L’ordinanza della Capitaneria fa riferimento agli articoli 17 e 30 del Codice della Navigazione e all’articolo 59 del relativo Regolamento di Esecuzione, a conferma della solidità giuridica dell’intervento. Le misure previste, incluse le prescrizioni per la sicurezza delle unità in transito, sono il risultato di un’attenta valutazione tecnica e giuridica mirata a prevenire ogni tipo di interferenza o incidente durante le operazioni.
Non si tratta solo di un’azione contingente. I partner coinvolti – CASTALIA, CoNISMa e Marevivo – hanno già espresso l’intenzione di estendere l’iniziativa ad altri tratti di mare, con l’obiettivo di costruire un database nazionale sugli attrezzi da pesca sommersi. Il modello operativo sperimentato in questo tratto di costa potrà essere replicato in altre aree critiche, creando una sinergia stabile tra enti scientifici, istituzioni e autorità portuali.

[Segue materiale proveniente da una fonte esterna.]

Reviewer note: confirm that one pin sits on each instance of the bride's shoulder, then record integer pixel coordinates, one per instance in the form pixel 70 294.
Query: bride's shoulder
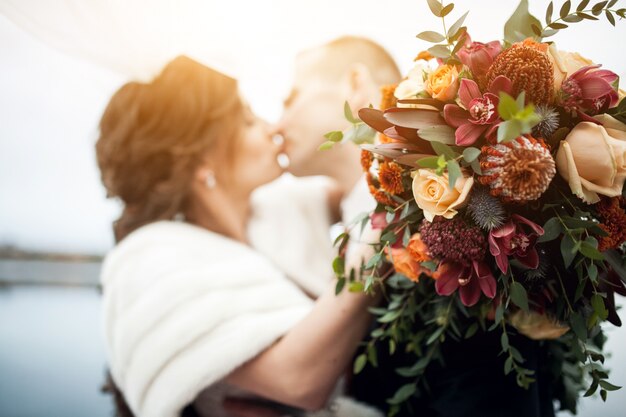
pixel 175 244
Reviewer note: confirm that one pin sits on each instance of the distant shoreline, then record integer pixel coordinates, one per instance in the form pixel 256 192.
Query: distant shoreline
pixel 13 253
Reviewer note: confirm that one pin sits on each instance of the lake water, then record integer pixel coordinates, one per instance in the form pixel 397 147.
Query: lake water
pixel 52 357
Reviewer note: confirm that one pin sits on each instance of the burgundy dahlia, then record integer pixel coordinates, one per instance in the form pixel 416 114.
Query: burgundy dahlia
pixel 453 240
pixel 471 280
pixel 515 238
pixel 479 114
pixel 589 90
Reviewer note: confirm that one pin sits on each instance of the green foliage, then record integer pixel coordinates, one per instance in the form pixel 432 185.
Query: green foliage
pixel 519 118
pixel 619 111
pixel 520 24
pixel 359 133
pixel 567 15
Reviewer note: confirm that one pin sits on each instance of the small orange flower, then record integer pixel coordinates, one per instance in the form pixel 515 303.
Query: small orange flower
pixel 443 83
pixel 388 100
pixel 418 249
pixel 404 263
pixel 424 55
pixel 390 177
pixel 611 212
pixel 366 160
pixel 542 47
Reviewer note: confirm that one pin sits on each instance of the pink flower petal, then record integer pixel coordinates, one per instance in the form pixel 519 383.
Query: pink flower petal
pixel 593 88
pixel 468 133
pixel 536 228
pixel 485 279
pixel 468 91
pixel 502 260
pixel 454 115
pixel 470 293
pixel 448 280
pixel 501 84
pixel 506 229
pixel 578 75
pixel 531 259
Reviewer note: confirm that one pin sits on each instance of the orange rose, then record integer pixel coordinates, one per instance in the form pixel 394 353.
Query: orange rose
pixel 404 263
pixel 418 249
pixel 443 83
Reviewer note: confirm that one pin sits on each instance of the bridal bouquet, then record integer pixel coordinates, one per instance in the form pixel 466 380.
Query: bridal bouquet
pixel 499 176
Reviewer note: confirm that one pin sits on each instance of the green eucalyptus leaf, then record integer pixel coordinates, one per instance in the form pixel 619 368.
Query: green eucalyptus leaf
pixel 439 51
pixel 597 302
pixel 471 154
pixel 347 112
pixel 597 9
pixel 447 9
pixel 519 295
pixel 440 133
pixel 507 107
pixel 430 36
pixel 435 7
pixel 339 266
pixel 552 229
pixel 582 5
pixel 519 25
pixel 610 17
pixel 334 136
pixel 454 173
pixel 452 32
pixel 443 149
pixel 549 12
pixel 578 325
pixel 341 282
pixel 509 130
pixel 608 386
pixel 568 250
pixel 359 363
pixel 565 9
pixel 558 26
pixel 429 162
pixel 403 393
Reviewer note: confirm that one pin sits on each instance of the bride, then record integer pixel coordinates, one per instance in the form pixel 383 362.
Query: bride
pixel 192 313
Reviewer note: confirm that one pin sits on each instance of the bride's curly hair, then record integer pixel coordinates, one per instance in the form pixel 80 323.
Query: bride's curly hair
pixel 153 136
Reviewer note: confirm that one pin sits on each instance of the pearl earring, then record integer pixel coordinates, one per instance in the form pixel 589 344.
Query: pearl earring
pixel 210 180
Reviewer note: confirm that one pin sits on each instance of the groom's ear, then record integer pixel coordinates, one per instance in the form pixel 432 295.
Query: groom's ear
pixel 360 85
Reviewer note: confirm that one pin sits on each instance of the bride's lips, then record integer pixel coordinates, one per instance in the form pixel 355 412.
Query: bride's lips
pixel 281 151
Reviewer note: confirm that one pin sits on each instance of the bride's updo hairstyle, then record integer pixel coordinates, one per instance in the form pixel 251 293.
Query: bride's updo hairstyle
pixel 153 137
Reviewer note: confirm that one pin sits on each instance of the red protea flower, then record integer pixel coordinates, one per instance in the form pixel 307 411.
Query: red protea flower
pixel 479 114
pixel 520 170
pixel 514 239
pixel 471 280
pixel 478 57
pixel 589 90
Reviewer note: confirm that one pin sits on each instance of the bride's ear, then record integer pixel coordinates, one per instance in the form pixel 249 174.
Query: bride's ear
pixel 360 86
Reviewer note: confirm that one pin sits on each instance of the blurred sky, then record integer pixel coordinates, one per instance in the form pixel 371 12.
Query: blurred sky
pixel 61 61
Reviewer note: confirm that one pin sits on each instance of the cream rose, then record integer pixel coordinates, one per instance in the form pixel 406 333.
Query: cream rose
pixel 414 84
pixel 435 198
pixel 592 159
pixel 537 326
pixel 565 64
pixel 443 83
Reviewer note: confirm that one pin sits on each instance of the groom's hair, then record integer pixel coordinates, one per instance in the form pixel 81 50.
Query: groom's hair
pixel 331 60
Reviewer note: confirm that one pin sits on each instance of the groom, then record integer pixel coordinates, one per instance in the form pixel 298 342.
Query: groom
pixel 351 69
pixel 472 383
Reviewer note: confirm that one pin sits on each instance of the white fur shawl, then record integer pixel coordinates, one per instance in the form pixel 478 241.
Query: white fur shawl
pixel 183 307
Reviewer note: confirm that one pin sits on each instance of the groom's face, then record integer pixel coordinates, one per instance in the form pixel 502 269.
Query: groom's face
pixel 313 108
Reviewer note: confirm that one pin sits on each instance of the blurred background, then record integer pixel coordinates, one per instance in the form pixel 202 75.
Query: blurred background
pixel 61 60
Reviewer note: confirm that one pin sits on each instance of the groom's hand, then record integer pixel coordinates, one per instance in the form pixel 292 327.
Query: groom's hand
pixel 243 407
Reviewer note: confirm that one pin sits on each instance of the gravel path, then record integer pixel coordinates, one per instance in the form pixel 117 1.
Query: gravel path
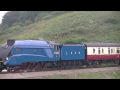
pixel 58 72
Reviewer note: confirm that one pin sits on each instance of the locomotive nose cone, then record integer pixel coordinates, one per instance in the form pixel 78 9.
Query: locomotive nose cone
pixel 4 52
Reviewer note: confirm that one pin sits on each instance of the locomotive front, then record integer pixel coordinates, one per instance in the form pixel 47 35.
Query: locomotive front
pixel 5 52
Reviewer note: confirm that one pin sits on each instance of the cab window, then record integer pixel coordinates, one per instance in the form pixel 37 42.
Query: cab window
pixel 5 46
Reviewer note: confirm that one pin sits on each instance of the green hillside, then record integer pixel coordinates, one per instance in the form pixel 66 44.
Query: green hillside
pixel 73 26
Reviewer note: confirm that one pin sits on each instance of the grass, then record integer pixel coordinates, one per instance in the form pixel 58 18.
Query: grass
pixel 97 75
pixel 73 26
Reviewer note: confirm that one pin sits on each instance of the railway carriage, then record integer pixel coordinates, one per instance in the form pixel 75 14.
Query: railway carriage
pixel 103 52
pixel 37 54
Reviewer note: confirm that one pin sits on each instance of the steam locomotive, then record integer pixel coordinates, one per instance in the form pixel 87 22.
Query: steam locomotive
pixel 37 55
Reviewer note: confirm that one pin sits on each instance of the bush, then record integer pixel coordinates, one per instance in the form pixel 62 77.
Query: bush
pixel 73 40
pixel 111 20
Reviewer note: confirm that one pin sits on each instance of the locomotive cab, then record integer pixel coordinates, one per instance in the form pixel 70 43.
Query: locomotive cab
pixel 5 52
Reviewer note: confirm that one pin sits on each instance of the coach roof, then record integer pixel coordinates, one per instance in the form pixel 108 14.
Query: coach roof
pixel 102 44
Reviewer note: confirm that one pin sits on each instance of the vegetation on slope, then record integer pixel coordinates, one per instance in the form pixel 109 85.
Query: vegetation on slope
pixel 68 27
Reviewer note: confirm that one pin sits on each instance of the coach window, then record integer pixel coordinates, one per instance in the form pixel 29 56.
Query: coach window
pixel 102 50
pixel 108 50
pixel 93 50
pixel 98 50
pixel 118 51
pixel 111 50
pixel 56 48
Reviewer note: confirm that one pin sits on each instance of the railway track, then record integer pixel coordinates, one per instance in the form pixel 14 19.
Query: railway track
pixel 55 69
pixel 23 75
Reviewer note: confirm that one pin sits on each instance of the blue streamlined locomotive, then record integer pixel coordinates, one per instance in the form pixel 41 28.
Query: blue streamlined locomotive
pixel 39 55
pixel 20 52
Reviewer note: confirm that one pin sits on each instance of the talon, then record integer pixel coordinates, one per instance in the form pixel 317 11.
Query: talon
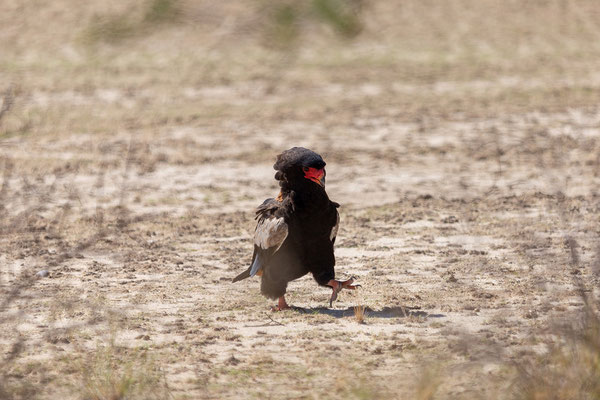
pixel 281 305
pixel 337 286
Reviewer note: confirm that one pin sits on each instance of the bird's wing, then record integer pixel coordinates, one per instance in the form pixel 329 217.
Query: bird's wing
pixel 271 231
pixel 333 233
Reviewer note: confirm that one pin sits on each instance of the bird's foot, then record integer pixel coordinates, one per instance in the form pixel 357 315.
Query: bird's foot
pixel 281 305
pixel 337 286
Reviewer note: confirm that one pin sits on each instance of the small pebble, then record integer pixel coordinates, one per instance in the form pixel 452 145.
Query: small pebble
pixel 42 274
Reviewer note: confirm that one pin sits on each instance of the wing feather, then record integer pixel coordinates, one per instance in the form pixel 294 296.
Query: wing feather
pixel 333 233
pixel 271 231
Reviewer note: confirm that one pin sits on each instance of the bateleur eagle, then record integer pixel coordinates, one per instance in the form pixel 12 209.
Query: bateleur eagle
pixel 295 231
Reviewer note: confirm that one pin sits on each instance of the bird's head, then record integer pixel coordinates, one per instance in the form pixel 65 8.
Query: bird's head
pixel 299 166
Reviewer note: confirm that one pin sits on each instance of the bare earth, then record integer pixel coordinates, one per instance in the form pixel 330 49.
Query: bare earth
pixel 138 195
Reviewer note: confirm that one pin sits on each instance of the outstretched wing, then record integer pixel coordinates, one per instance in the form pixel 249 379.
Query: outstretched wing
pixel 271 231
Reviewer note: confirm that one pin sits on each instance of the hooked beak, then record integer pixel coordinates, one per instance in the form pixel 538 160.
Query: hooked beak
pixel 316 175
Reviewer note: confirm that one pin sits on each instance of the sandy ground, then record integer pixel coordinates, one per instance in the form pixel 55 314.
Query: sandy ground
pixel 456 235
pixel 469 212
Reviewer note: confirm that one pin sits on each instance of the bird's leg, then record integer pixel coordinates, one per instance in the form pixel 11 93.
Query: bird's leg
pixel 281 305
pixel 337 286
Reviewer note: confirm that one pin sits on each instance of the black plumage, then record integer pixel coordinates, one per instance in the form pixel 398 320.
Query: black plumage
pixel 296 231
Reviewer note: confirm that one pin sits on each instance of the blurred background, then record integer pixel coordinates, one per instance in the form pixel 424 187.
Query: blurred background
pixel 136 136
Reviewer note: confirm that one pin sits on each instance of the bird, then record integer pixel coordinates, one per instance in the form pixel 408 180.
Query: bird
pixel 296 231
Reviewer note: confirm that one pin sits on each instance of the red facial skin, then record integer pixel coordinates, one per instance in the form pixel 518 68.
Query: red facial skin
pixel 315 175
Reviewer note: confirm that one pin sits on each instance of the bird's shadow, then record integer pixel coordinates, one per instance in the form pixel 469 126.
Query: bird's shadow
pixel 385 312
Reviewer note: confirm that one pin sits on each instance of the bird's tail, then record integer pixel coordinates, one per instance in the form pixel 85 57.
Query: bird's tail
pixel 243 275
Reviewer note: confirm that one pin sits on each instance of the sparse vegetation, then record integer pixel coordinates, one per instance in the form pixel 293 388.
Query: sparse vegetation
pixel 462 141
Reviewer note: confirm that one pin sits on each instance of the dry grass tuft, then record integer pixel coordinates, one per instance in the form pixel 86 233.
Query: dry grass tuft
pixel 112 373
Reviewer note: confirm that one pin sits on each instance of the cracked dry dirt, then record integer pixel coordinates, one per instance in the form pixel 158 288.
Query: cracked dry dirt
pixel 456 229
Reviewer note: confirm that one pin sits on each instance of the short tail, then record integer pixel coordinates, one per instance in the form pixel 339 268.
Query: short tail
pixel 243 275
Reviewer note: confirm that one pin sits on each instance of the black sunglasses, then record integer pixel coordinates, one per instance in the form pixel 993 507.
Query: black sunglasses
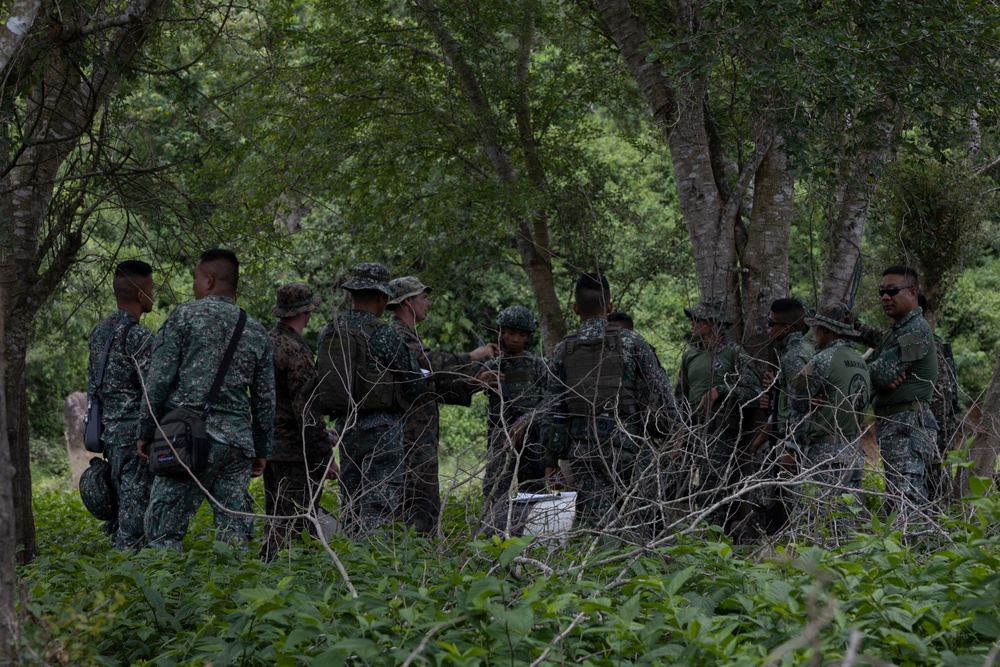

A rendere ancor più strategico l’intervento è la volontà di coinvolgere anche i pescatori locali, che potranno collaborare segnalando la presenza di attrezzature abbandonate. Una forma di cittadinanza attiva e partecipazione diretta che mira non solo alla salvaguardia dell’ambiente, ma anche alla costruzione di una nuova cultura del mare, basata sul rispetto, sulla prevenzione e sulla responsabilità condivisa.